Он помнит утро. Под иссушающим азиатским солнцем – словно живая картина тропической флоры. Желтые тюки и пестрые цибики чаю, двугорбые верблюды и вьючные мулы, арбы и телеги с алмазно сверкающей солью. Сюда, на большой меновой двор Семипалатинска, свозят для ирбитской ярмарки и попутных деловых оборотов сушеные фрукты и шелковые ткани из Бухары и Кокана, войлоки и деревянную утварь – из киргизских аулов, вина – из ханства Ташкентского, золотых фазанов – с Балхашского озера, редкостную пушнину сибирских чащ – шкуры черных волков, белых соболей, тигров и барсов. Сюда доходят через попутные рынки и степные ярмарки бирюза и жемчуг из Персии, индиго и ароматные коренья – из Индии, фарфор и серебро в ямбах – из Китая, шали и пуховые материи – из Кашмира. Отсюда тянутся невидимые нити торговых сношений Москвы с Кашгаром и Афганистаном.

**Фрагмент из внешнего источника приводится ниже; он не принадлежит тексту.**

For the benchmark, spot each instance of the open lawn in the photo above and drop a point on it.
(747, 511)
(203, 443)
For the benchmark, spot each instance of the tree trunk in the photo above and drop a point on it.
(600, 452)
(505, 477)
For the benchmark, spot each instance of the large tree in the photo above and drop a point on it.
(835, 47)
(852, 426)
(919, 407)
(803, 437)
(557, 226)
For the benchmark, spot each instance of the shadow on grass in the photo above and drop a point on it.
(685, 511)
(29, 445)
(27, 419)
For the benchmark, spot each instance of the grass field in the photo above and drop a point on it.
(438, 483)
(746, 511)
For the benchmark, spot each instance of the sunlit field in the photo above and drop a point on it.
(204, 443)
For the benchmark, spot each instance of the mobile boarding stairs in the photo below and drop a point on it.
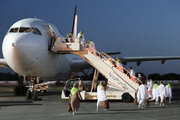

Рынок бурлит. Шумный говор степных базарчей и резкие окрики караван-башей покрыты ревом верблюдов, ржанием коней и мычанием волов. Кокандские, бухарские, ташкентские и казанские купцы скупают, перепродают, меняют. Колышутся на ветру полосатые халаты и мелькают островерхие головные уборы киргизов. Бойко действуют контрабандисты с китайской границы, страстные, хитрые, смелые авантюристы наживы, поэты краж, вдохновенные грабители-хищники, словно созданные для романтической поэмы.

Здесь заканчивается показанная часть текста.